Scenario 2: While still retaining a desired sensitivity of 80%, this scenario is different from the first in that every new client is screened using the self-report screener. Thus, we will assume that only 5% of these clients are actually CHR. Now based on the ROC curve for the EPS-26, for every true positive client identified, 3.75 “false positives” will also need to be evaluated. This scenario might result in excessive clinical burden; thus, selecting a high sensitivity in a population with low incidence may not be clinically useful.

Scenario 3: This final scenario retains the population characteristics of Scenario 2 (5% CHR), but decreases the sensitivity of the assessment to 50%. Based on the ROC curve for the EPS-26, for every true positive client identified, 1.2 CLR “false positive” clients will also be considered for further evaluation, and 1 CHR client will be wrongly identified as CLR (false negative). Considering this scenario, selecting a screener with lower sensitivity in a population with low incidence might be clinically useful.

The scenarios above reflect hypothetical populations in which each respondent answers as accurately and as truthfully as possible. However, a failing of self-report assessments is that they are, in general, prone to purposeful manipulation. Some individuals with help-seeking behaviors may attempt to fake symptoms. Other individuals wishing to demonstrate that they are well (e.g., to enter the military) might attempt to minimize symptoms. Fortunately, our response set uses a Likert scale, and it is already clear that there are orderly relationships between certain responses. Provided that the outcome variables are known, our expectation is that as the EPS-26 is used more widely, it will be possible to identify and report patterns that invalidate the assessment.
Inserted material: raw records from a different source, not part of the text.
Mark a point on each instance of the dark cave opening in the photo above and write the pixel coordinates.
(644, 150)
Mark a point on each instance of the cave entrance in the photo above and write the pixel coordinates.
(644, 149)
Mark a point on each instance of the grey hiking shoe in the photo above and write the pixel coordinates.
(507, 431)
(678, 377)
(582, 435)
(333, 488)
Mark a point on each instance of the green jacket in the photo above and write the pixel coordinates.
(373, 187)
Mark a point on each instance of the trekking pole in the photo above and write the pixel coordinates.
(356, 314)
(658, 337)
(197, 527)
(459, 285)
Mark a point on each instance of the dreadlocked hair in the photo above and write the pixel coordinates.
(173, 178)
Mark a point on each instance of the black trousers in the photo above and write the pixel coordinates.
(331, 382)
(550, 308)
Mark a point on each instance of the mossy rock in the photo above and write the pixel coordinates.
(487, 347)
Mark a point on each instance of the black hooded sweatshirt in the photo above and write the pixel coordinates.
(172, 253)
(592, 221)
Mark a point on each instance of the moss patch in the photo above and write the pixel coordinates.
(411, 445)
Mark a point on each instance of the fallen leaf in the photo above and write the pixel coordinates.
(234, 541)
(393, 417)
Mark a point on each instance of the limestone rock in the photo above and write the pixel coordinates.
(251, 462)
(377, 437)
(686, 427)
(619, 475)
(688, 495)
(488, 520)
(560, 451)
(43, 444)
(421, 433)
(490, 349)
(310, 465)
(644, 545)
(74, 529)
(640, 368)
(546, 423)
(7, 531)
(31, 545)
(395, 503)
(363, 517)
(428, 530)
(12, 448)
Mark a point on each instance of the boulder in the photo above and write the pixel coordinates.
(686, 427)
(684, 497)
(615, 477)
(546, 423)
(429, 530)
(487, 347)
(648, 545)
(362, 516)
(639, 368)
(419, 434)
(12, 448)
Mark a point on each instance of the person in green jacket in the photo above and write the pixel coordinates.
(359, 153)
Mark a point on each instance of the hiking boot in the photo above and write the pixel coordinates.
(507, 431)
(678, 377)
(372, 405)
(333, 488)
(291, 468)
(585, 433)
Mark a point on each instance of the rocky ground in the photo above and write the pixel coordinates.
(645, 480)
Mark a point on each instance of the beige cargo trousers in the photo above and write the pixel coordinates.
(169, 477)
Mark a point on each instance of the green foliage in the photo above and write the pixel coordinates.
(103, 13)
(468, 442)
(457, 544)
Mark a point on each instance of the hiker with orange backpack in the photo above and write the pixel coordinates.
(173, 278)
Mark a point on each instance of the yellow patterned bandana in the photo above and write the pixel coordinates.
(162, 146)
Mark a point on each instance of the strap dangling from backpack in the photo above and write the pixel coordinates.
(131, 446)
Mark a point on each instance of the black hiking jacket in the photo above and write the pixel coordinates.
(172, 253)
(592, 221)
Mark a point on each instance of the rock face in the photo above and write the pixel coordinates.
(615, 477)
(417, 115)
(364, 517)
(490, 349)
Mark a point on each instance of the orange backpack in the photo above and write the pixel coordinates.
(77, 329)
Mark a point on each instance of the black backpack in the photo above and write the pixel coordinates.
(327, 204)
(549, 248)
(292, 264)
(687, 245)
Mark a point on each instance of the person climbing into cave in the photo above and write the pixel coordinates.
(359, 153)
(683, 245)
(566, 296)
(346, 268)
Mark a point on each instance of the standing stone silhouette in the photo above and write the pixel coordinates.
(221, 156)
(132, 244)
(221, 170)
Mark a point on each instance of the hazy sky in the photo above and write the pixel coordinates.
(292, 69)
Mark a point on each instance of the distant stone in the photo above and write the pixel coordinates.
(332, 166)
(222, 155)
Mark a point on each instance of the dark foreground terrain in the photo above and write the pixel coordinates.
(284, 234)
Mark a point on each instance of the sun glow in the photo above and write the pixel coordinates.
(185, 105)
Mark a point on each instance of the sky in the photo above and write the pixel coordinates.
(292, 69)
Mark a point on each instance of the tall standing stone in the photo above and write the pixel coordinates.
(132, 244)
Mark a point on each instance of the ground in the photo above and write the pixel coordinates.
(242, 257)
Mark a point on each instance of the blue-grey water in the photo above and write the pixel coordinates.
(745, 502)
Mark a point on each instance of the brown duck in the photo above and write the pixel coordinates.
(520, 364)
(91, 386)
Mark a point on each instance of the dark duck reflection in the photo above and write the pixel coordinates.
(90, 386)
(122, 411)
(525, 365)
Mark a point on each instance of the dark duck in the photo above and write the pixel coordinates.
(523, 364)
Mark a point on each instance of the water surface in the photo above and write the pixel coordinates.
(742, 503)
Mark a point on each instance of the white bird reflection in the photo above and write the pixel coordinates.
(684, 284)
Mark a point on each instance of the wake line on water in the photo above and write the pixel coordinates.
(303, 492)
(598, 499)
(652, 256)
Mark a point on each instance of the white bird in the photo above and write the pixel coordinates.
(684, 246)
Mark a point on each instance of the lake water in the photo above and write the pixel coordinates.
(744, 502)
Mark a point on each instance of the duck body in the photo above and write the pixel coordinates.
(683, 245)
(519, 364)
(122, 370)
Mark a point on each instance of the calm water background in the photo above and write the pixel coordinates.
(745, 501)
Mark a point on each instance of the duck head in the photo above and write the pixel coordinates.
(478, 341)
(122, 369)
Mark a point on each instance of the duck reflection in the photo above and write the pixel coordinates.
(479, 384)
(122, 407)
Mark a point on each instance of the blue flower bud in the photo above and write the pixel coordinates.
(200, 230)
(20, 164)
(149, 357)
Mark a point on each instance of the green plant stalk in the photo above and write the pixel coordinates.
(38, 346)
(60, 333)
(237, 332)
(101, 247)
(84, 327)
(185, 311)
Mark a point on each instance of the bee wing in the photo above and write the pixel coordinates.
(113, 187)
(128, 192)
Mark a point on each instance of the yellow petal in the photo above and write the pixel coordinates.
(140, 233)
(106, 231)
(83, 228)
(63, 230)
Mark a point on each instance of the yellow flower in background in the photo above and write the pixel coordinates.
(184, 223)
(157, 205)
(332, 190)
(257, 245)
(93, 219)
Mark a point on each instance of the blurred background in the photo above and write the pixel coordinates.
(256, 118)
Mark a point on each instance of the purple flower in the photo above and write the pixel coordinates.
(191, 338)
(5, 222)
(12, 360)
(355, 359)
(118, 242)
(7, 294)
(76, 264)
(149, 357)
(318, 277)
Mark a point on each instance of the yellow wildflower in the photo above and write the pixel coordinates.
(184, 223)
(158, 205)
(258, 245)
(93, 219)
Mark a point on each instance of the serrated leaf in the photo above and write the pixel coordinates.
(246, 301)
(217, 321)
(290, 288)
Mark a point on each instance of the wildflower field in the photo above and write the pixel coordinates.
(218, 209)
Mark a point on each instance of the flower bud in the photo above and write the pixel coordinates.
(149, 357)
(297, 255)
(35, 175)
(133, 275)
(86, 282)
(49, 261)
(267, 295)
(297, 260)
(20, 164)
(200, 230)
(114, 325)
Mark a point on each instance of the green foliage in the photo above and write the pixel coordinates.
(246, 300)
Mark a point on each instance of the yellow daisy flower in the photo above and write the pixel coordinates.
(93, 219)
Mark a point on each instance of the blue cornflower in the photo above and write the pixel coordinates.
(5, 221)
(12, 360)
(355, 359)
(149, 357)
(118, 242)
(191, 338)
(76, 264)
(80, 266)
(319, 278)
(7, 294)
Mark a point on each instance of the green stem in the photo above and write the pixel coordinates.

Along with the Likert scale response set, two additional benefits of the EPS-26 are noteworthy. First, to the greatest extent possible, we designed the individual EPS items so that each one asks about a single granular concept. If we look at the individual item endorsement patterns, it should be possible to determine which granular concepts and clusters are associated with CHR status. An added benefit of this work is that, based on the results presented in Table 2, the ability of the EPS-26 to identify CHR status appears to be equivalent to the ability of the EPS-26 to identify early psychosis. The EPS may thus provide a useful tool for shortening the duration of untreated psychosis.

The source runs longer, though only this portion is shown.